# Introduction to Scikit-Learn (sklearn)

This notebook demonstates some of the most useful functions of the Sklearn Lib

Cover:

0. End-to_end Scikit-Learn Workflow
1. Getting Data Ready
2. Choose the right estimator/algorithm for our problems
3. Fit the model/algorithm and use it to make predictions on our data
4. Evaluation a model
5. Improve a model
6. Save and load a trained model
7. Put it all together!

## 0. An end-to-end scikit-learn workflow

In [1]:
# 1. Get the data ready

# Standard import
import pandas as pd
import numpy as np
import matplotlib.pyplot as plt

%matplotlib inline

In [2]:
car_sales = pd.read_csv("./data/car-sales-extended-missing-data.csv")
car_sales.head()

Unnamed: 0,Make,Colour,Odometer (KM),Doors,Price
0,Honda,White,35431.0,4.0,15323.0
1,BMW,Blue,192714.0,5.0,19943.0
2,Honda,White,84714.0,4.0,28343.0
3,Toyota,White,154365.0,4.0,13434.0
4,Nissan,Blue,181577.0,3.0,14043.0


In [3]:
len(car_sales)

1000

In [4]:
car_sales.dtypes

Make              object
Colour            object
Odometer (KM)    float64
Doors            float64
Price            float64
dtype: object

## What if there were missing values ?
1. Fill them with some values (a.k.a `imputation`).
2. Remove the samples with missing data altogether.

In [5]:
car_sales.isna().sum()

Make             49
Colour           50
Odometer (KM)    50
Doors            50
Price            50
dtype: int64

In [7]:
# Drop the rows with missing in the "Price" column
car_sales.dropna(subset=["Price"], inplace=True)
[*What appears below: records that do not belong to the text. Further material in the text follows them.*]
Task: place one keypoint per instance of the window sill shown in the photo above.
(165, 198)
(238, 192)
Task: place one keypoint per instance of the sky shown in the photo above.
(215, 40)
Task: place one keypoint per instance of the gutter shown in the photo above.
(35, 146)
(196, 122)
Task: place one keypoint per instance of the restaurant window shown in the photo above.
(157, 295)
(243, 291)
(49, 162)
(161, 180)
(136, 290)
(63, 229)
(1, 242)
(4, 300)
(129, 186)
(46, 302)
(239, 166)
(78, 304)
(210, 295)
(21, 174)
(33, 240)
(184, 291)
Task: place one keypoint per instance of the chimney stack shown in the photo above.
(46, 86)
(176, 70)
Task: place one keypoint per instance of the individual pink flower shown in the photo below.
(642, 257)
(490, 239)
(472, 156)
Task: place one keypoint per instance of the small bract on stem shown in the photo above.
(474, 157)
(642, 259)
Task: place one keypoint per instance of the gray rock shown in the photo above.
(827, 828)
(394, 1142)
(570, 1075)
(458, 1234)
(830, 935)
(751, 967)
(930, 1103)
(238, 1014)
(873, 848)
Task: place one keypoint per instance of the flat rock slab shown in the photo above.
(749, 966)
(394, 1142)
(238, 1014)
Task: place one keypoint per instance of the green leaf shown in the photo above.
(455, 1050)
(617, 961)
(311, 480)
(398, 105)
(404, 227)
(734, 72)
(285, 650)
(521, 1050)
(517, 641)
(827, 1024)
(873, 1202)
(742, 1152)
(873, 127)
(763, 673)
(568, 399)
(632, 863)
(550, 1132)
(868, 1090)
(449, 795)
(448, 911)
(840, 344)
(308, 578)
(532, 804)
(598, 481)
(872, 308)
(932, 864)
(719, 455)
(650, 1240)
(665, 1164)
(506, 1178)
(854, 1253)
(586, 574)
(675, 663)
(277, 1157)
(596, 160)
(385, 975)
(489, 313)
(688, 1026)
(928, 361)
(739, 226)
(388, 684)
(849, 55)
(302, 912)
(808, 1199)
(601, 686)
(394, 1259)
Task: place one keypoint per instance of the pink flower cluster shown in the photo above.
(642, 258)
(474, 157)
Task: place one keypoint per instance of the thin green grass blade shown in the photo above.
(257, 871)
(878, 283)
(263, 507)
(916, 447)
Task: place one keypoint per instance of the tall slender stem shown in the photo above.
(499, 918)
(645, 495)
## 1. Getting Data Ready: 

Three main thins we have to do:
1. Split the data into features and labels (Usually `X` and `y`)
2. Filling (also called imputing) or disregarding missing values
3. Converting non-numerical values to numerical values (a.k.a. feature encoding)

In [8]:
# Create X (features matrix)
X = car_sales.drop("Price", axis = 1) # Remove 'target' column

# Create y (lables)
y = car_sales["Price"]

**Note**: We split data into train & test to perform filling missing values on them separately.

In [10]:
np.random.seed(42)

# Split the data into training and test sets
from sklearn.model_selection import train_test_split

X_train, X_test, y_train, y_test = train_test_split(X,y, test_size=0.2)

In [11]:
X_train.shape, X_test.shape, y_train.shape, y_test.shape

((760, 4), (190, 4), (760,), (190,))

In [None]:
# Inspect whether "Door" is categorical feature or not
# Although "Door" contains numerical values
car_sales["Doors"].value_counts()

# Conclusion: "Door" is categorical feature since it has only 3 options

In [12]:
# Fill missing values with Scikit-Learn 
from sklearn.impute import SimpleImputer #Help fill the missing values
from sklearn.compose import ColumnTransformer

# Fill Categorical values with 'missing' & numerical values with mean

cat_imputer = SimpleImputer(strategy="constant", fill_value="missing")
door_imputer = SimpleImputer(strategy="constant", fill_value=4) #Since "Door" col, although type is numerical, but actually cat
num_imputer = SimpleImputer(strategy="mean")

In [13]:
# Define different column features
categorical_features = ["Make", "Colour"]
door_feature = ["Doors"]
numerical_feature = ["Odometer (KM)"]

In [15]:
imputer = ColumnTransformer([
    ("cat_imputer", cat_imputer, categorical_features),
    ("door_imputer", door_imputer, door_feature),
    ("num_imputer", num_imputer, numerical_feature)])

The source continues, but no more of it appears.